On the other hand, midnight on Saturday is the best day and time to send your emails if you’re running a B2C business.
Note that these day and time combinations aren’t set in stone. It’s possible that the best day and time to send your emails to increase your open rate and click-throughs may be different.
If you’ve been doing email drip campaigns for some time, compare the analytics of each email drip campaign you’ve launched to the ideal day and time for your business.
However, if you’re just starting out, you can use the results of the study as a benchmark. Then run your email drip campaigns using different day and time combinations. This way, you’ll see when you’re getting the highest open rates and click-throughs.
19. Re-engage inactive prospects.
I did mention in an earlier email drip campaign best practice that one way to keep your email list healthy and your results more accurate is to get rid of those who aren’t opening your emails, let alone clicking.
However, you should still try to reconnect with them before deciding to let them go finally. After all, there are many reasons why they aren’t opening your emails.

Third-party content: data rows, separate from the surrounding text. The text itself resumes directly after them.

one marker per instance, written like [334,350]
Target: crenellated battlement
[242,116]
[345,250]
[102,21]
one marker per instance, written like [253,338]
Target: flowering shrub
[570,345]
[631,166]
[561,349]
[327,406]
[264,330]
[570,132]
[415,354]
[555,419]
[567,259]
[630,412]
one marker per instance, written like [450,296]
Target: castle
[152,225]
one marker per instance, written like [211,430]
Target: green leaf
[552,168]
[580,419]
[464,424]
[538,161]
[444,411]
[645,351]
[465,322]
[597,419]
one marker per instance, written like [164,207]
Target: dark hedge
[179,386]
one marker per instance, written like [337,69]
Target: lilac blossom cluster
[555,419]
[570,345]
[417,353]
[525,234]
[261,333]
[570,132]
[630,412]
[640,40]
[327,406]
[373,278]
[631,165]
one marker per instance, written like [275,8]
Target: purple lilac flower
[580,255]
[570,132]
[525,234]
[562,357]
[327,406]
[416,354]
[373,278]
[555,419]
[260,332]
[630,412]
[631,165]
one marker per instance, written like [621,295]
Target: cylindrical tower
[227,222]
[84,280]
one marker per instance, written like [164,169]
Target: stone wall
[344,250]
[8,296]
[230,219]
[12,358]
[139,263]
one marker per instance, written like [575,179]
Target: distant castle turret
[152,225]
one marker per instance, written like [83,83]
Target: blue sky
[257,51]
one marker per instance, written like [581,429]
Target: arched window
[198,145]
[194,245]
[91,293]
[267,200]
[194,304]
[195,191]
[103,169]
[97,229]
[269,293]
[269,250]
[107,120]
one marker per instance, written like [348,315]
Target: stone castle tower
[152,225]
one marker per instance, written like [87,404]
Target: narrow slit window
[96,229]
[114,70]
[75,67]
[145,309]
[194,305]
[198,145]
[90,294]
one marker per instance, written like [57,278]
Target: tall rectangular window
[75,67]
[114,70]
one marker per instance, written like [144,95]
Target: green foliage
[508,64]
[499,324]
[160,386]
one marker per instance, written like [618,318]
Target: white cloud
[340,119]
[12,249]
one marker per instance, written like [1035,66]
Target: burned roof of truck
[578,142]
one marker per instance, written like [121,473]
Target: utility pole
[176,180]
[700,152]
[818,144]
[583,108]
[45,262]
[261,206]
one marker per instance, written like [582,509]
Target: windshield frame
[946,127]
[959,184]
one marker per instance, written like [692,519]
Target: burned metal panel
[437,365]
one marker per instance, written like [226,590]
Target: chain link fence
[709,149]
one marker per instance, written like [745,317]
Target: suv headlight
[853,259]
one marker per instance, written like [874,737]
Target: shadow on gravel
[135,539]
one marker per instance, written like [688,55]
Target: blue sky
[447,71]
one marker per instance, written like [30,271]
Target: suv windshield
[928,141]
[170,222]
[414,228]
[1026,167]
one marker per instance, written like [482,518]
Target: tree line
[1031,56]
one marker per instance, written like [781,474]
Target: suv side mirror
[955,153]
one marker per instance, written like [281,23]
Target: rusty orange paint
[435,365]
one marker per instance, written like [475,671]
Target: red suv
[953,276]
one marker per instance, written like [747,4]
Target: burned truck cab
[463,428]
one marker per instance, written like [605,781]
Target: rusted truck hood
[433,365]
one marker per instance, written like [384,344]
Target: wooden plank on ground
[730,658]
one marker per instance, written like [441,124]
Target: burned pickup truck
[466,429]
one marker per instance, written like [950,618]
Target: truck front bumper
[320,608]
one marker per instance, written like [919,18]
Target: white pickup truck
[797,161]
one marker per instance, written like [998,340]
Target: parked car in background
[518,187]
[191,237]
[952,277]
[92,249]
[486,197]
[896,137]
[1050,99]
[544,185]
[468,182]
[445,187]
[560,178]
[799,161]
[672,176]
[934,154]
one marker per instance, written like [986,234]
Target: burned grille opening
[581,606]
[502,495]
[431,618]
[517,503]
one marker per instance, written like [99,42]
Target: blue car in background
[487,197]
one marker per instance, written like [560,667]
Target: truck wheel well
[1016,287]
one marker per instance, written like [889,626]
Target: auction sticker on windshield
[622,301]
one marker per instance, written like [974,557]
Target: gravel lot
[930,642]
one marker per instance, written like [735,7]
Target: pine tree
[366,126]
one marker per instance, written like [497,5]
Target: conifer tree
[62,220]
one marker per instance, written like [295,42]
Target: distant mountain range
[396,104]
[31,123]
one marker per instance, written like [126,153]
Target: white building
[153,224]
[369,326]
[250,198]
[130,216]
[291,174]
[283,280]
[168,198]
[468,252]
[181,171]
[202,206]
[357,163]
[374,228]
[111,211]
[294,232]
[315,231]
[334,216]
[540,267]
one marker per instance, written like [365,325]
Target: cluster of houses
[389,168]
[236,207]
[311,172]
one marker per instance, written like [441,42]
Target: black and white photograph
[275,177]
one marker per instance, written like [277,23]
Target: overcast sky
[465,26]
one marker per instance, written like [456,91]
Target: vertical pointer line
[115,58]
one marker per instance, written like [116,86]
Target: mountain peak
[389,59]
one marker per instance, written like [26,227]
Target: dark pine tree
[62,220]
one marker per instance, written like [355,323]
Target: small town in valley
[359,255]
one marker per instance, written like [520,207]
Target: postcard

Maybe they’re still asleep when you send your email, so it’s always getting buried in their inbox.
Perhaps the content you’re sending isn’t something that they find interesting.
Or maybe they’re still on the fence on whether they should proceed with their purchase.
The only way you’ll know if these inactive subscribers would still want to hear from you or not is to send them an email like this one from Animoto.
Better yet, throw in an incentive for your inactive subscribers. Birchbox, for example, sends inactive subscribers the chance to receive a subscription box filled with surprise items.
Not only does this get their inactive subscribers to re-engage, but they also even make a purchase.
20. Conduct a five-second test.
According to the recent Litmus State of Email Engagement Report, the average time that a person spends reading an email increased from 10.4 seconds in 2011 to 13.4 seconds in 2018.
Sounds great. However, what many marketers forget is that their subscribers will only spend more than 8 seconds on an email if it grabs their subscribers’ attention.
That’s why it’s crucial for you to practice what’s called “The Five Second Test” on your email’s content.
The test’s straightforward: Give someone (preferably someone who’s not working in your business) five seconds to go through your email’s copy. After five seconds, ask them if they can tell you what the content is about and what’s the call-to-action.
If they answer it correctly, your email’s good to go. If not, you’ll need to edit the copy some more.
In this post, I’ve shared with you 20 different email drip campaign best practices that will help you increase your open and click-through rates. I’ve also thrown in some tips on how to apply these best practices and examples for inspiration.
I admit that this is a lot of information to take in all at once. So, feel free to bookmark this. That way, you can easily come back here and check everything before launching your drip campaign.
Email drip campaigns have successfully weathered the changing times and trends because they allow you to engage and nurture your leads on a more personal level.
By following these email drip campaign best practices shared here, you can send each of your leads and subscribers personalized content at the right time. As a result, you’ll be more successful in guiding them through your marketing funnel and convert them into customers.